Stray bullets don’t stop flying once they miss their intended target, and as the violence spills into public parks and streets, it’s only a matter of time before the general public wakes up to the threat posed by teen gun violence.

Aurora is not alone in this fight, and the violence doesn’t always come from a gun. Text messages from a teen arrested on charges of killing five people, including a baby and a toddler in an act of arson at a home in Green Valley Ranch, illuminate how drug dealing and low-level criminal offenses can lead to an act of pure evil upon an innocent family sleeping in their home.

Wilson is fighting many battles in her community at one time, and it cannot be easy.

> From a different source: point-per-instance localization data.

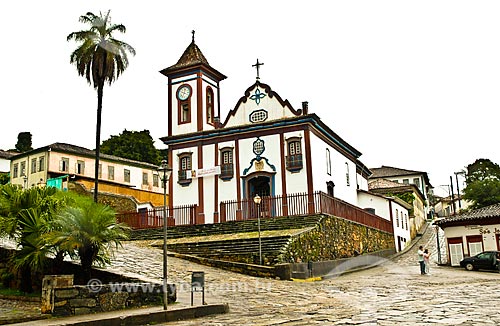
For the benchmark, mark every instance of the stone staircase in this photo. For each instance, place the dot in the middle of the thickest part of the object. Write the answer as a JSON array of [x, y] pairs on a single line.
[[244, 250], [210, 242], [183, 231]]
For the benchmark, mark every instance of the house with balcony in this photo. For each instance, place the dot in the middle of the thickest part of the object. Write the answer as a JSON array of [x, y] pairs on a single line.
[[60, 165], [470, 233], [410, 193], [5, 157]]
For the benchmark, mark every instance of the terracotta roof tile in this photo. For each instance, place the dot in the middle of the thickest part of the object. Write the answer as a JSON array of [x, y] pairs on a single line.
[[477, 214]]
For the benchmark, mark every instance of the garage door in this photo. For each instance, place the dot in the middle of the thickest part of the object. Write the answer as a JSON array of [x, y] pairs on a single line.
[[456, 254]]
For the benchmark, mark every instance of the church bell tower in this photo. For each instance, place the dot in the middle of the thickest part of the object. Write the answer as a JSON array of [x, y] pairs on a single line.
[[193, 93]]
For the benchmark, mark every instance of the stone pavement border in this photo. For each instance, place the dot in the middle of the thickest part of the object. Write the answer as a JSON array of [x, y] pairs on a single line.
[[140, 316]]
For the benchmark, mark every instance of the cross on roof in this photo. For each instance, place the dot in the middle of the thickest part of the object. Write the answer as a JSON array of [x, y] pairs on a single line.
[[257, 66]]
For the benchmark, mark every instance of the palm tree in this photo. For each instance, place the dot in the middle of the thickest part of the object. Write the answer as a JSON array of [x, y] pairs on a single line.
[[100, 58], [26, 215], [89, 231]]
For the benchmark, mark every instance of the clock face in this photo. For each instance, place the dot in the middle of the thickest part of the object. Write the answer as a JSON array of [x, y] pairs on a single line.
[[183, 93]]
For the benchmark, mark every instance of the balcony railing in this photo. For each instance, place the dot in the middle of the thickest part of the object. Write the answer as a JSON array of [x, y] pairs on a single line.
[[271, 206], [301, 204]]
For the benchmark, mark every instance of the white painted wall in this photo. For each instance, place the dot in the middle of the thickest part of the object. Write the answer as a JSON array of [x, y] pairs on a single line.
[[271, 105], [339, 169], [4, 165], [184, 195], [383, 207], [488, 233], [208, 183]]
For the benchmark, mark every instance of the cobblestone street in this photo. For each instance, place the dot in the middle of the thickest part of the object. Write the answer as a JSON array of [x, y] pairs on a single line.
[[393, 293]]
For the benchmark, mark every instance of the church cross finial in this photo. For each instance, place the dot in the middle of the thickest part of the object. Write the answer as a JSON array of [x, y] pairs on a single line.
[[257, 66]]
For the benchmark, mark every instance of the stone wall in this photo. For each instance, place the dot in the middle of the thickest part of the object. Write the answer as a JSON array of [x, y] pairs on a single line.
[[78, 299], [335, 238], [119, 203]]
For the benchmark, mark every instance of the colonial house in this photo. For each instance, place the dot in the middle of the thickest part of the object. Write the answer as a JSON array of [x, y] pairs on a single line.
[[5, 157], [417, 178], [471, 233], [58, 164], [394, 207], [263, 147], [446, 206], [417, 213]]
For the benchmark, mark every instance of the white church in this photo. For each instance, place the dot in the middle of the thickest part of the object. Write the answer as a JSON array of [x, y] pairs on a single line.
[[264, 146]]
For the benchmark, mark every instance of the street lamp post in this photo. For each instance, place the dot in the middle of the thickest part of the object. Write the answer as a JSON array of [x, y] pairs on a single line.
[[257, 200], [165, 171], [458, 189], [439, 247]]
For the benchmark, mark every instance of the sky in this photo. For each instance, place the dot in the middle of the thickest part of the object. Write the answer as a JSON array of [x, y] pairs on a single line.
[[410, 84]]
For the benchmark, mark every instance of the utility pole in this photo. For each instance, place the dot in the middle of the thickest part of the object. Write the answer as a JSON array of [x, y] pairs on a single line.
[[458, 191], [452, 196]]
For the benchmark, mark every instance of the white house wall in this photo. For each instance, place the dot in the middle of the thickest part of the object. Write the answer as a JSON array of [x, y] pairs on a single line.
[[296, 182], [184, 195], [488, 233], [385, 207], [342, 190], [208, 183]]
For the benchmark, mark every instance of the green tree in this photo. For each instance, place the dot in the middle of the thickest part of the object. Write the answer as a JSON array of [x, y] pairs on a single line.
[[100, 58], [26, 215], [4, 178], [483, 183], [134, 145], [89, 231], [24, 141]]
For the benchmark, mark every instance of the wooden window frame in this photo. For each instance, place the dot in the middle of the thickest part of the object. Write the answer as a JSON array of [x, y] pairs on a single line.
[[183, 180], [294, 161], [181, 104], [111, 172], [210, 112], [126, 175], [227, 168]]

If Aurora Police are to be successful, they must regain trust with a community that has finally found a voice to talk about years of police brutality suffered in a department that has a documented history of violence against the African American and Latino/a community. The fact that school resource officers possibly saved lives by rendering first aid on the scene before ambulances arrived could be a starting message that police are there to help, not hurt students.

Wilson also must battle for an internally divided police force to come together and adopt reforms being pressed upon them by a consent decree with the Colorado Attorney General’s office. Morale must be low at a time when we need police to work harder than ever at combating violent crime.

And, sadly, Wilson is fighting against indifferen­ce. We hope these shootings are a wake-up call to elected officials like Aurora Mayor Mike Coffman, Denver Mayor Michael Hancock and Colorado Gov. Jared Polis.

Something is broken. Our city, county, and state officials should spare no expense in trying to prevent our kids from killing or being killed.

The time for action was years ago when youth gun violence started rising – officials have been talking a good game – but now is the time to reorganize budgets, reprioriti­ze community outreach efforts, and give our children hope instead of fear and trauma.